Long-term preservation of digitized newspapers

Long-term preservation of digital objects is a challenging problem, and is especially so for newspaper digitization projects. Many newspaper projects are very large, with huge numbers of objects to store and preserve. The digital objects themselves also tend to be large, and it’s not uncommon for a scanned image of one newspaper page to be 50Mb or more. Large newspaper digitization projects often end up with tens or even hundreds of terabytes of digital objects to store and preserve.

In addition to the logistical challenges of securely storing huge amounts of data there are challenges related to technological changes, data formats becoming obsolete, and more.

Our Veridian-based services are traditionally focused on digitization, discovery, and delivery, and we don’t pretend to offer a complete solution to ensuring digital objects are preserved and usable for decades or centuries. We do offer services to help make this easier however, and we can back up and preserve large amounts of data and ensure it is safe in the medium term (i.e. years, as opposed to centuries!) And we can of course make recommendations based on our experiences with other projects.

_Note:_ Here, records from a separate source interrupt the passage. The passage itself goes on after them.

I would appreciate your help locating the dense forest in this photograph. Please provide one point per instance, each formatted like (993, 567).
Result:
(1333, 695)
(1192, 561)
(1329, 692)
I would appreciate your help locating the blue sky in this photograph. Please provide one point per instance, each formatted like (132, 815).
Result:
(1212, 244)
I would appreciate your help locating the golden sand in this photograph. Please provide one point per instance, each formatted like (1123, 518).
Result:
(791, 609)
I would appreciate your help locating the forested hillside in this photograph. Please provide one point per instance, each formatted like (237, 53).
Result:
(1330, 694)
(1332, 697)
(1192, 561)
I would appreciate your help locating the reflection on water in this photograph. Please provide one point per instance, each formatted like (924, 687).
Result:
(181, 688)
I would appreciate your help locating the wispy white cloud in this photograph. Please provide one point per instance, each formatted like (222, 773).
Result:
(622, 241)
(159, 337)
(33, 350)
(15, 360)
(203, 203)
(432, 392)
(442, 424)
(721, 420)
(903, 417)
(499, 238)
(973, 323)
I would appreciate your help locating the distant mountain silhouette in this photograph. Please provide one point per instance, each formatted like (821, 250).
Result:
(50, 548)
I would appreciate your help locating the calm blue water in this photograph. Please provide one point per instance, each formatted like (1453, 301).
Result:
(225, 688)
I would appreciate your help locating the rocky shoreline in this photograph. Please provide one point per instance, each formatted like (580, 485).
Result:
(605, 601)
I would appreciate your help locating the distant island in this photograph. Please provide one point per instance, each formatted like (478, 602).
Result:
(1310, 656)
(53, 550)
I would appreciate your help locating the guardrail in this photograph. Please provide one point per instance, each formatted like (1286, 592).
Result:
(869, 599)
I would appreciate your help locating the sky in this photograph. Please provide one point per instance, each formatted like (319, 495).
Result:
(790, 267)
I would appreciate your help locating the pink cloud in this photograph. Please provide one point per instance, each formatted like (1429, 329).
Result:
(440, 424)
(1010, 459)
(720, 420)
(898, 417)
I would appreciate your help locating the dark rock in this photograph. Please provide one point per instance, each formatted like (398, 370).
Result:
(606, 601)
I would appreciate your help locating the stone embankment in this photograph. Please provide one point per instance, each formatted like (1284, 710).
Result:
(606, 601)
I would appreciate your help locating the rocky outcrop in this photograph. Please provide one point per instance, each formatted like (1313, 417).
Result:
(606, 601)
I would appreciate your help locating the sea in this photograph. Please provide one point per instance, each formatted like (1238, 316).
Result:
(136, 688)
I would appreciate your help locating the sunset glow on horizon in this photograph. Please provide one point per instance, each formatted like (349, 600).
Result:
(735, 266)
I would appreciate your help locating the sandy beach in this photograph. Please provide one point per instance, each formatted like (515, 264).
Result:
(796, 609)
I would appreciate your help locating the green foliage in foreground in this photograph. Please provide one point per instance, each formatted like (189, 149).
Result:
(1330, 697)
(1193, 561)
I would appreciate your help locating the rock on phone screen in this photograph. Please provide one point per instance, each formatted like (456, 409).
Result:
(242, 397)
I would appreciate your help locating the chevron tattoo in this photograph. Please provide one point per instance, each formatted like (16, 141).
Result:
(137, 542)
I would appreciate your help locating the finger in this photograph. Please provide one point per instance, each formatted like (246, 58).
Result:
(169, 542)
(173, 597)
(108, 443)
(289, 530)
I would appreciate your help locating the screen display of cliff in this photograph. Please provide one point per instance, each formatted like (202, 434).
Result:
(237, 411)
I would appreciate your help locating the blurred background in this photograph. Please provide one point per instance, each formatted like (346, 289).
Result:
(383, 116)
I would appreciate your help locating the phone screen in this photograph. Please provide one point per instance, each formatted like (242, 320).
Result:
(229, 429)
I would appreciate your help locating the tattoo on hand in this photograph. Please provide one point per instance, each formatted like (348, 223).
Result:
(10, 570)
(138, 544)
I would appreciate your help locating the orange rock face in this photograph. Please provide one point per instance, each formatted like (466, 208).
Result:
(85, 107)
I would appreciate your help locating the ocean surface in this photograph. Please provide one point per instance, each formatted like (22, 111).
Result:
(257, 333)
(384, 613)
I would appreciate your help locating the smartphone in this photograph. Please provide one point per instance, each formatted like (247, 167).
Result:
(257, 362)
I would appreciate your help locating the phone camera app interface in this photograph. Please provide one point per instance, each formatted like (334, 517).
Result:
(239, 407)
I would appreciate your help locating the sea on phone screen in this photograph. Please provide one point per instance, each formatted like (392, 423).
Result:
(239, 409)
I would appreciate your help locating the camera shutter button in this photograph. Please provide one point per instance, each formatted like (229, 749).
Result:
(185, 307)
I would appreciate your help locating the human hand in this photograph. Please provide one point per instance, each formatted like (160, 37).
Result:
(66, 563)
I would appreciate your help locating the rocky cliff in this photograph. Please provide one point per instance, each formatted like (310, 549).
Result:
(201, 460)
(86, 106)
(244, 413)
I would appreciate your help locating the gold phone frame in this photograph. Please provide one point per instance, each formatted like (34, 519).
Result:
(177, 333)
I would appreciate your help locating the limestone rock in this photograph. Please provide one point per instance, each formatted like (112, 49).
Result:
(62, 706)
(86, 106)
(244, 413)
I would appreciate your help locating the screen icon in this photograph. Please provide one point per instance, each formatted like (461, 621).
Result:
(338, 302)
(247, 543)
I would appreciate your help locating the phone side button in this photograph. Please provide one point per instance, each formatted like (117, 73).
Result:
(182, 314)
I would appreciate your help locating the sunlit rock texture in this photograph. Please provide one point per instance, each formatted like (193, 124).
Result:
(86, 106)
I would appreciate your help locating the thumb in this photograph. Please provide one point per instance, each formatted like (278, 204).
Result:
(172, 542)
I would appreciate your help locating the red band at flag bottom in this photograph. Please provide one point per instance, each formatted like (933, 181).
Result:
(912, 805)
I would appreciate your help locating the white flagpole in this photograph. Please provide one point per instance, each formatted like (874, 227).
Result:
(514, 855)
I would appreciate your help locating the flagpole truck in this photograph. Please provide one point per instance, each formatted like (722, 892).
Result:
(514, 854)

Options and recommendations

  • Create digital objects in a standardized data format, preferably METS/ALTO. The long-term benefit of adopting the same standards used by other projects is if that standard ever becomes obsolete you won’t be the only project needing to solve the problem. That is, hundreds of projects have digitized hundreds of millions of newspaper pages as METS/ALTO objects, so if it ever becomes obsolete a suitable migration path is certain to be developed.
  • The industry standard, as recommended by the Library of Congress for the National Digital Newspaper Program (NDNP) is still to archive uncompressed TIFF master images of each newspaper page. These images are very large (often 50-100Mb) so large collections require a huge amount of storage. Some projects choose not to archive these very large images, and instead store JPEG 2000 images. The JPEG 2000 images have the same resolution and quality as the TIFFs, but use lossless compression resulting in much smaller files. This decision to retain uncompressed TIFFs or discard them depends on the practices of the institution digitizing the newspapers, on the budget and infrastructure they have available for long-term preservation, and on how comfortable they are with departing from the accepted “best practice”.
  • While storage space is constantly becoming less expensive it is still relatively difficult and expensive to securely store tens of terabytes of data. Costs depend on the quality of the “preservation” on offer of course. For example, simply storing all the data on commodity hard drives costs relatively little. Hard drives and other media do eventually degrade and fail however. A simple LOCKSS (Lots Of Copies Keeps Stuff Safe) approach is much better, but is usually more complex and costly. And there are of course many other options to consider.
  • For those of our customers who want help preserving large quantities of digitized data we’ve developed a service built on the AWS Glacier product from Amazon. With this service we can’t of course guarantee that the data will be available and usable next decade or next century. We can however be sure (within the 99.999999999% durability that Amazon Glacier was designed to offer) that the objects will be preserved without any degradation from one year to the next. And if the customer eventually chooses to migrate their archive to an alternative platform when/if better options become available it is relatively easy to do so.
  • There are also an increasing number of non-profit, non-commercial digital preservation options developed by the digital heritage industry for libraries, archives, and other digital memory organizations. One we have worked with in the past is MetaArchive, and we can provide help and advice for institutions planning to use such a service.